The hope of the resurrection becomes real at the moment of one’s passing. Seeing the frailty of an unresponsive body hooked up to life support imparts an understanding that this is not the end. It is not the telos of life but the gateway to a much more glorious life. But how do we express that? We do not need to, for the tradition of the Church says it for us: “Keep our brother… in the company of all your saints and, at the last, raise him up to share with all your faithful people the endless joy and peace won through the glorious resurrection of Christ our Lord.” The Church spoke for us through her minister and her prayer book as our own words failed us.
As the pastor administered last rites at my grandfather’s passing from darkness into light, I witnessed something that defied any theoretical training on theology and liturgy. The historic liturgies of the church transformed that stark hospital room of death into a place of life and light. The liturgy provided us with structure in a listless moment; it provided us hope in a hopeless case. God is not bound to the liturgy, but through the liturgies of his church he became known to us in a way that was as real as the sacraments are tangible.
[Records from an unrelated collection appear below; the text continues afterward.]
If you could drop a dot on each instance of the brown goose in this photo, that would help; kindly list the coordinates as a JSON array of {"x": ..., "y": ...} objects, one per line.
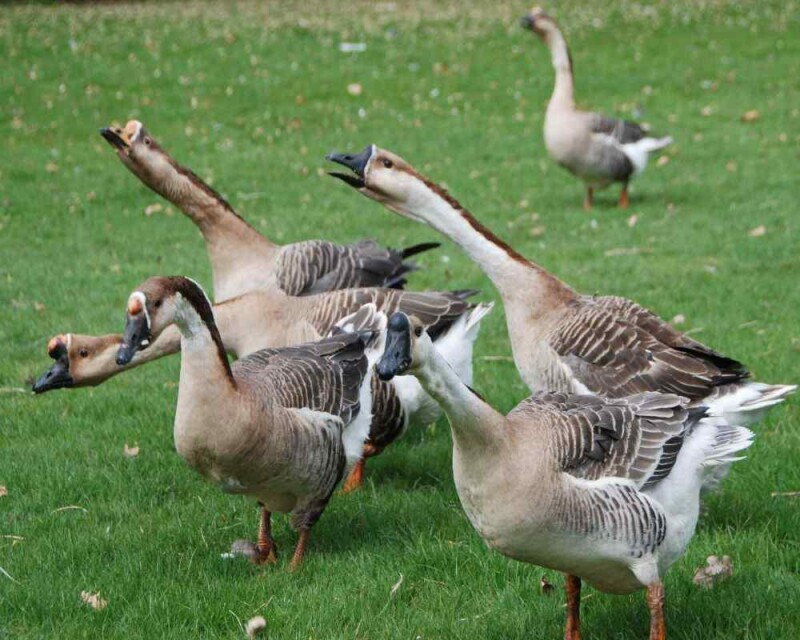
[
  {"x": 260, "y": 320},
  {"x": 604, "y": 490},
  {"x": 562, "y": 340},
  {"x": 596, "y": 149},
  {"x": 280, "y": 424},
  {"x": 241, "y": 258}
]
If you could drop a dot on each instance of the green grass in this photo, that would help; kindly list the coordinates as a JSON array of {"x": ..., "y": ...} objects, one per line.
[{"x": 253, "y": 98}]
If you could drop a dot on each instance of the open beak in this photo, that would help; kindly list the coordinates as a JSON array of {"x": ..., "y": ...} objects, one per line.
[
  {"x": 396, "y": 357},
  {"x": 135, "y": 338},
  {"x": 56, "y": 377},
  {"x": 113, "y": 138},
  {"x": 357, "y": 163}
]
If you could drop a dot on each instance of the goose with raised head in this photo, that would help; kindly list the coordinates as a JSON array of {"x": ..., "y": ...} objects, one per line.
[
  {"x": 280, "y": 424},
  {"x": 242, "y": 259},
  {"x": 260, "y": 320},
  {"x": 605, "y": 490},
  {"x": 597, "y": 149},
  {"x": 562, "y": 340}
]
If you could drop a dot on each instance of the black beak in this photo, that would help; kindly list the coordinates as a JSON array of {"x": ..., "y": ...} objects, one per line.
[
  {"x": 357, "y": 163},
  {"x": 113, "y": 138},
  {"x": 56, "y": 377},
  {"x": 396, "y": 357},
  {"x": 135, "y": 338}
]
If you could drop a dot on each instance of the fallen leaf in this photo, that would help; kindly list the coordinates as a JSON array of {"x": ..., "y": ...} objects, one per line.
[
  {"x": 94, "y": 600},
  {"x": 750, "y": 116},
  {"x": 396, "y": 586},
  {"x": 255, "y": 626},
  {"x": 716, "y": 570}
]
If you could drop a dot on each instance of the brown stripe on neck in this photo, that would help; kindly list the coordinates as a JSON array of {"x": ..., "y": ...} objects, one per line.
[
  {"x": 194, "y": 295},
  {"x": 473, "y": 222}
]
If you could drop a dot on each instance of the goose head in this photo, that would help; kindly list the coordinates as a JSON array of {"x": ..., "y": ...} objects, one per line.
[
  {"x": 156, "y": 304},
  {"x": 407, "y": 345},
  {"x": 385, "y": 177},
  {"x": 142, "y": 155},
  {"x": 80, "y": 361},
  {"x": 539, "y": 23}
]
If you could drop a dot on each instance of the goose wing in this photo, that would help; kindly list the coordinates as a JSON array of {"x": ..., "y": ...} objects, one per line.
[
  {"x": 614, "y": 347},
  {"x": 637, "y": 437},
  {"x": 323, "y": 376},
  {"x": 316, "y": 266}
]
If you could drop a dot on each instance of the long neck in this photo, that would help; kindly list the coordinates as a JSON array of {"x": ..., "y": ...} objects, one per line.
[
  {"x": 564, "y": 90},
  {"x": 474, "y": 422},
  {"x": 508, "y": 270}
]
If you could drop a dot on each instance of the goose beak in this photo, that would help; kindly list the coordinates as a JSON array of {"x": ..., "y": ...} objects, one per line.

For those of us who are parents, whether spiritual or material, this is a lesson we ought to take to heart. I discovered in that hospital room that the fruit of liturgical catechesis is not often realized in the day-to-day moments, nor is it normally recognized in the weekly Eucharistic celebrations. Yet, those daily and weekly liturgies form us in ways that come to bear experientially. The liturgy gives us a lifeline that buoys us up when all else seems to have failed. The ancient prayers of the church embed themselves within us, and speak when we have no words. Do not give up the formational power of the liturgy – lean into it. The gravity of that liturgical catechesis is made manifest at the deathbed.